E hoje? Agora, na minha posição de professor, vejo dia após dia a palavra sustentabilidade. Chega a encher a paciência, pois tudo é sustentável. A partir da fala "natureba" de que o mundo pode ser sustentável com tudo aquilo que ele já produziu por meio da reutilização ou extrair da natureza sem interferir em seu ciclo o que for necessário. A palavra de ordem serve para qualquer coisa: as empresas hoje deturpam tal ideia, e para atrair o público, coloca ao longo de qualquer frase o palavra "sustentável". Não precisa mais nada. O povo já vê com outros olhos.


Salvando a natureza, reciclando, preocupando-se com o aquecimento global e tentando ser sustentável é tudo a mesma coisa, muda-se apenas a roupagem.Procuramos vários sinônimos em coisas já existentes.
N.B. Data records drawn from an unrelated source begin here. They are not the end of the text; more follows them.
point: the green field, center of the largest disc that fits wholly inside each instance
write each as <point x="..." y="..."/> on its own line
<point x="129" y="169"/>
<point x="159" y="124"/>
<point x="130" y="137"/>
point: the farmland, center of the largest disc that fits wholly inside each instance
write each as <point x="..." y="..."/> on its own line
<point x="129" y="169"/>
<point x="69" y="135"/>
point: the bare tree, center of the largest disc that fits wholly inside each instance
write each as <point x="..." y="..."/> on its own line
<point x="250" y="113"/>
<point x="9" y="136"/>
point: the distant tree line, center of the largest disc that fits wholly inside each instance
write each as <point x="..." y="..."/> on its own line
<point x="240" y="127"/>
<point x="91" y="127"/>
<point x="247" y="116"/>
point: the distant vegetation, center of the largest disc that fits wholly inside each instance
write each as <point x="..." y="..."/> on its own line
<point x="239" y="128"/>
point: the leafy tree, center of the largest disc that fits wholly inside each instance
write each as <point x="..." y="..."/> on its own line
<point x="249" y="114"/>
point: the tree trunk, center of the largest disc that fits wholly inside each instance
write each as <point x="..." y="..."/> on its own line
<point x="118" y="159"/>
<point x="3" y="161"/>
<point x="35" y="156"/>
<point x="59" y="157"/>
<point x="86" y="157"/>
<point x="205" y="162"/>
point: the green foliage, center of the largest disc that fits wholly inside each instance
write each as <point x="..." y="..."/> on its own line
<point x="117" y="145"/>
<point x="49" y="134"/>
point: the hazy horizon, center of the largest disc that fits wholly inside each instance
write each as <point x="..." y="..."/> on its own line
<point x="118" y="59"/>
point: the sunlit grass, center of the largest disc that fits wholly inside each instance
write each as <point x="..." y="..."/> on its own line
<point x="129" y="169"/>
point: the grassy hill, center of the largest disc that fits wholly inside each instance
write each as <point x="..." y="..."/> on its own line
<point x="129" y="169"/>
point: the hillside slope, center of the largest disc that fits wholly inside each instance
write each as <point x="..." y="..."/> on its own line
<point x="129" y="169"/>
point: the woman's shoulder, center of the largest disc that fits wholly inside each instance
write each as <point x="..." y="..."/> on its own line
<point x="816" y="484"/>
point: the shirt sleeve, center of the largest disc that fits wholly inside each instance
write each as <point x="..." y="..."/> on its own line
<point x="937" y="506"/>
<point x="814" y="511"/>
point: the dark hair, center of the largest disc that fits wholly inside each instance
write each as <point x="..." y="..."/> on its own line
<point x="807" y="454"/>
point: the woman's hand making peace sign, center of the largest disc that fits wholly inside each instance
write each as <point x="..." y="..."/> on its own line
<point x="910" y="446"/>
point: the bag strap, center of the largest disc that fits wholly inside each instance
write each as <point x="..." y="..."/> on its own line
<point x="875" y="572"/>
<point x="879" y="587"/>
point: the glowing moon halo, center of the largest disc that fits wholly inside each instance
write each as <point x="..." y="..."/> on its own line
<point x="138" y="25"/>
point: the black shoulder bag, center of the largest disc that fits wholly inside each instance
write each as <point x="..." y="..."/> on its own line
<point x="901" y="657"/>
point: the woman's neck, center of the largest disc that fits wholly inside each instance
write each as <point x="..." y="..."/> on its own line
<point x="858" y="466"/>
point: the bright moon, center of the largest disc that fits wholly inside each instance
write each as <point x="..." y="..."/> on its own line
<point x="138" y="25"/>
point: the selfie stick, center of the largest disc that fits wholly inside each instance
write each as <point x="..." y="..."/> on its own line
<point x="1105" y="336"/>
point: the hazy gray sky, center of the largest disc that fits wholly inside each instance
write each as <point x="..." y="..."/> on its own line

Fica mais bonitinho, mas o conteúdo é o mesmo. 


Devemos ampliar nossas preocupações com tudo aquilo que forma o planeta Terra, respeitar seus limites. Não é sair espalhando a sustentabilidade em cartazes. É realizando a tarefa. Salvar a natureza deve sair do papel assim como qualquer outro tipo de atitude positiva. É a velha situação de tirarmos da teoria, e colocarmos na prática.


Colocar em prática necessita mobilização. Necessita educação. Necessita movimento. Necessita poder público e fiscalização. Necessita antes de mais nada ação.


Depois disso tudo, a gente entende por que é muito mais fácil colocar em cartazes sobre a sustentabilidade. Mera covardia.